Traditional Red Velvet Cake Recipe from Scratch

The colorful history of red velvet cake recipe dates back to the 1940s. It is said that the recipe was actually discovered by accident when some vinegar fell into the cake batter, reacted with the cocoa in the cake, and gave a deep red color. Since then, many variations of the red velvet cake recipe from scratch have come up, but the traditional recipe is still very popular.

Ingredients:

  • All-purpose flour – 2 ½ cups
  • Refined sugar – 1 ½ cups
  • Baking soda – 1 teaspoon
  • Cocoa powder – 1 large teaspoon
  • Buttermilk – 1 cup (you can use shortening too, but the traditional recipe calls for buttermilk)
  • Vegetable oil – 1 ½ cups
  • Large eggs – 2 (at room temperature)
  • Red food coloring (use only good quality coloring) – 2 tablespoons
  • White distilled vinegar – 1 teaspoon
  • Vanilla extract – 1 teaspoon
  • Vegetable oil for greasing the pans
  • Three 9 inch cake pans


Preparation:

  • Preheat the oven to 180°C.
  • Grease the cake pans and dust some flour on the insides.
  • Take the eggs and separate the whites from the yolks.
  • Place the egg yolks in a deep bowl and whisk them using a blender or a hand whisk.
  • Add the sugar to the egg yolks, whisk and set aside.
  • In a separate bowl, take the egg whites and whisk them until they fluff up and get to dropping consistency.
  • Add the red food coloring and whisk some more.
  • Now take the sugar and egg yolk mix and whisk some more.
  • Add the vegetable oil and mix until the sugar dissolves, then add the buttermilk and vinegar to make a batter.
  • In a separate bowl, mix the cocoa powder, flour and baking soda.
  • Add this mix to the batter and fold well.
  • Add vanilla essence/extract to the batter.
  • Now take the whisked egg whites and fold them gently in the batter. Do not mix too much otherwise the cake will lose its softness.
  • Pour the batter in the prepared cake pans.
  • Put the cake pans in the oven and bake for 30 minutes. Turn them half way through for even cooking.

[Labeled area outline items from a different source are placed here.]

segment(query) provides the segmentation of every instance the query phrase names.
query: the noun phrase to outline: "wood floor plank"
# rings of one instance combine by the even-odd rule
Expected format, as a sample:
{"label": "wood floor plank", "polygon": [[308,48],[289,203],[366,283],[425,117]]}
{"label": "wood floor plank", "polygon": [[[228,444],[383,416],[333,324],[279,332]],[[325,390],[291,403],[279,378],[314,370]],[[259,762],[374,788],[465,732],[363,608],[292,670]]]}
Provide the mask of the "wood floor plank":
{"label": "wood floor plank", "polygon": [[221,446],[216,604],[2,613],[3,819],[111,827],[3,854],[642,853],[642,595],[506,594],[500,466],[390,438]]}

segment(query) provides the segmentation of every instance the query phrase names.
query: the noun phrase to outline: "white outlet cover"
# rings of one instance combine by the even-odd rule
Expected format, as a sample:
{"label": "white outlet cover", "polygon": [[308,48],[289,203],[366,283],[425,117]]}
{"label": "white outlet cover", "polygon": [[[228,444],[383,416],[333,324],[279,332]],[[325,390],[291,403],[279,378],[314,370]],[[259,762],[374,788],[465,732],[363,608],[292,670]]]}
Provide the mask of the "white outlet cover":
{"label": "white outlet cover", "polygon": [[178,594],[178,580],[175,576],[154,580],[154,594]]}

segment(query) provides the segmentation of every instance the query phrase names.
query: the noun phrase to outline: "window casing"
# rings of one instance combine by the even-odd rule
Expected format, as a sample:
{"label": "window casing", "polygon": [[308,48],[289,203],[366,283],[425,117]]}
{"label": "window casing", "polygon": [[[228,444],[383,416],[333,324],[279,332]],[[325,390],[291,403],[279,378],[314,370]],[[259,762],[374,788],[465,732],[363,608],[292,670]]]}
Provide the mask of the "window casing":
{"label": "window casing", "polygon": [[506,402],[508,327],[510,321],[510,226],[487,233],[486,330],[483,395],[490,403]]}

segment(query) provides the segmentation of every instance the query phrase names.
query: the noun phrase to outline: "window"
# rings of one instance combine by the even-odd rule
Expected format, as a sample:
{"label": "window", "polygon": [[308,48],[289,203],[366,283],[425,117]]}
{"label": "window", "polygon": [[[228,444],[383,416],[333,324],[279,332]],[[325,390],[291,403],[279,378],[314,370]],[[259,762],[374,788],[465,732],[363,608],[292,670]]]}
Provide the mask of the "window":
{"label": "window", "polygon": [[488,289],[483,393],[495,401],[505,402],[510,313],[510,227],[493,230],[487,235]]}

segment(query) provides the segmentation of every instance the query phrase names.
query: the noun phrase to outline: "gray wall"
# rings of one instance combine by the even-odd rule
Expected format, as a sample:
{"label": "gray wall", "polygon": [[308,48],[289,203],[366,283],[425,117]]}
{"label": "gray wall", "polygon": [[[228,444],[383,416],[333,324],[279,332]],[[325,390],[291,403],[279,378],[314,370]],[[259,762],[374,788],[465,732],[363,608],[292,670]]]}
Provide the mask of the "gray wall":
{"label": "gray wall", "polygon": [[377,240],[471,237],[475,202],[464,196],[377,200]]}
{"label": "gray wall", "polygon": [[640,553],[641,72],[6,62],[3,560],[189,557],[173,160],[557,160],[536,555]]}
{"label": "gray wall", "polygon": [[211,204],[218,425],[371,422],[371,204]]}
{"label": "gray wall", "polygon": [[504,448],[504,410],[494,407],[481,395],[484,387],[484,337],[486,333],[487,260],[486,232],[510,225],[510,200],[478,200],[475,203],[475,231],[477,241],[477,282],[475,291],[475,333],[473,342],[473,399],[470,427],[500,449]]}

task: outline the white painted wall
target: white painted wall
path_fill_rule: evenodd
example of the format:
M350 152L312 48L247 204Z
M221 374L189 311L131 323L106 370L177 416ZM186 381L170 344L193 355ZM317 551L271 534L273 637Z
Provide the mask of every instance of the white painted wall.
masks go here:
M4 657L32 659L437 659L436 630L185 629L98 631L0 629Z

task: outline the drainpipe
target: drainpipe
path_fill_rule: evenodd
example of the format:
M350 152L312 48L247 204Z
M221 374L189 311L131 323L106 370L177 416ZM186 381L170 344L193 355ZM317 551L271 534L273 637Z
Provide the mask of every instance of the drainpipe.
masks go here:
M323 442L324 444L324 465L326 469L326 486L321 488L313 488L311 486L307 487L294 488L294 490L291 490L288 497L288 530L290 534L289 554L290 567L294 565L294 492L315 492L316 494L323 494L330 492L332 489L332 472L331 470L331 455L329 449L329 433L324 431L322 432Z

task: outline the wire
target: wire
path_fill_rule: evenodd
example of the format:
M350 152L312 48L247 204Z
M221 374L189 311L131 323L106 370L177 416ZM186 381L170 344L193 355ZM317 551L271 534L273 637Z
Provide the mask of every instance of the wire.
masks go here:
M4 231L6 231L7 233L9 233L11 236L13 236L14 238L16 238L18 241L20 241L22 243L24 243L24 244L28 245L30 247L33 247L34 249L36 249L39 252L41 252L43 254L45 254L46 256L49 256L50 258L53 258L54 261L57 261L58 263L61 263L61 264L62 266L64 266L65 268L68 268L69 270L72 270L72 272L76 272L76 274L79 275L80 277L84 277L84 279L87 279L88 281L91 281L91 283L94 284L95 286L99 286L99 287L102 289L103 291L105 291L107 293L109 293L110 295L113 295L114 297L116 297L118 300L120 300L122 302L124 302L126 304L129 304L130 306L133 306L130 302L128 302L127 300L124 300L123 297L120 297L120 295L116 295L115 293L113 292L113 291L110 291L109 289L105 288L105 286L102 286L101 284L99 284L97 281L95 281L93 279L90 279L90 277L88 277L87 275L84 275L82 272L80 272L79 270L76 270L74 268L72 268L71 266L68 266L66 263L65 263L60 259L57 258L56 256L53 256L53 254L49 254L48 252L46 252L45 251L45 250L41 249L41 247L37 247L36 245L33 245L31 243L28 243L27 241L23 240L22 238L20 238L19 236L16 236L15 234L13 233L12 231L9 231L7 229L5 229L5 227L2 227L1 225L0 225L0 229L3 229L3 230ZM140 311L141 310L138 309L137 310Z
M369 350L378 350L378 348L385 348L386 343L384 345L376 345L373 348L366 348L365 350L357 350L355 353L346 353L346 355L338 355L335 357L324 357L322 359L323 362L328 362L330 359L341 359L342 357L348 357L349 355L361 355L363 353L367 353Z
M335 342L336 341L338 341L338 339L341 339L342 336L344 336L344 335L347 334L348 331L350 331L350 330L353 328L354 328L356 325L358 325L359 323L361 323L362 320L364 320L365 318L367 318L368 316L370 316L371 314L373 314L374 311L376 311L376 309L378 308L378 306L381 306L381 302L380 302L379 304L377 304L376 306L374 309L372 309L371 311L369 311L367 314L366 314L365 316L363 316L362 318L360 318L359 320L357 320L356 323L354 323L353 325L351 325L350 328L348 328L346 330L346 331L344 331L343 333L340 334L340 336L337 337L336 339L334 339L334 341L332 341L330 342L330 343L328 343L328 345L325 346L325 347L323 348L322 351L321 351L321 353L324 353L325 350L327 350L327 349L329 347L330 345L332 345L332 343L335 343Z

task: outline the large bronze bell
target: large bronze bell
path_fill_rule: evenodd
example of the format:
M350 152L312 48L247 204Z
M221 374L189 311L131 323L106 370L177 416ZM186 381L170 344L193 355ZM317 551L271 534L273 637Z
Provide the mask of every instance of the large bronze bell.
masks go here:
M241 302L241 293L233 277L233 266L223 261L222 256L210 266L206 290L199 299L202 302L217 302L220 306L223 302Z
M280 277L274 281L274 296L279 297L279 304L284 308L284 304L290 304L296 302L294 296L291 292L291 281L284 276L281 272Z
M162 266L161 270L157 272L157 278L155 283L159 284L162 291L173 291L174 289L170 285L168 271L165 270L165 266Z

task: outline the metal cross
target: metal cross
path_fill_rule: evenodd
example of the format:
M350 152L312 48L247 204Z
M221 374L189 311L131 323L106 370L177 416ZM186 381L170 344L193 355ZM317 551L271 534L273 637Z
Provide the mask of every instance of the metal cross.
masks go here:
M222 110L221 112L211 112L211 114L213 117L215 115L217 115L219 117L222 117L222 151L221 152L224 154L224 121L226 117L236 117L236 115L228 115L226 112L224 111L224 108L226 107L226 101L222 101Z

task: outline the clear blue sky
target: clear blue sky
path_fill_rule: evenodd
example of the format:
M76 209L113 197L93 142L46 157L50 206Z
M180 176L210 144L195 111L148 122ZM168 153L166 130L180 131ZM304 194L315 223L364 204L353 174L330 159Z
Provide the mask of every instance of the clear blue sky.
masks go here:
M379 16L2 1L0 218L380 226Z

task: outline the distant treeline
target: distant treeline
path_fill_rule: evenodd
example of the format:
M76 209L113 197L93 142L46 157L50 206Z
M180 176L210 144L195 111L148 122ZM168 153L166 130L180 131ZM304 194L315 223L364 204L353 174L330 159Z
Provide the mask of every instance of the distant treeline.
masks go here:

Insert a toothpick in the center of the cakes to check if they are done.
Let them cool slightly, then gently invert them on a cooling rack and allow to cool completely.

Red_velvet_cake

Traditional cream cheese frosting:

Ingredients:

Cream cheese – 2 cups
Icing sugar – 4 cups
Unsalted butter – 1 cup
Vanilla extract – 1 teaspoon

Preparation:

Mix the cream cheese, icing sugar and butter until it is light and fluffy and of spreading consistency. You can use a mixer, or mix by hand.
Add the vanilla extract.
The frosting is ready.

To assemble the cake:

  • Place one layer of the cake upside down on a plate and cover with the frosting.
  • Place the second layer over it and again spread some frosting using a flat spatula.
  • Place the final layer on top and cover all sides with the rest of the frosting.

Cool in the fridge for 2 hours to let the frosting set and your cake is ready to serve.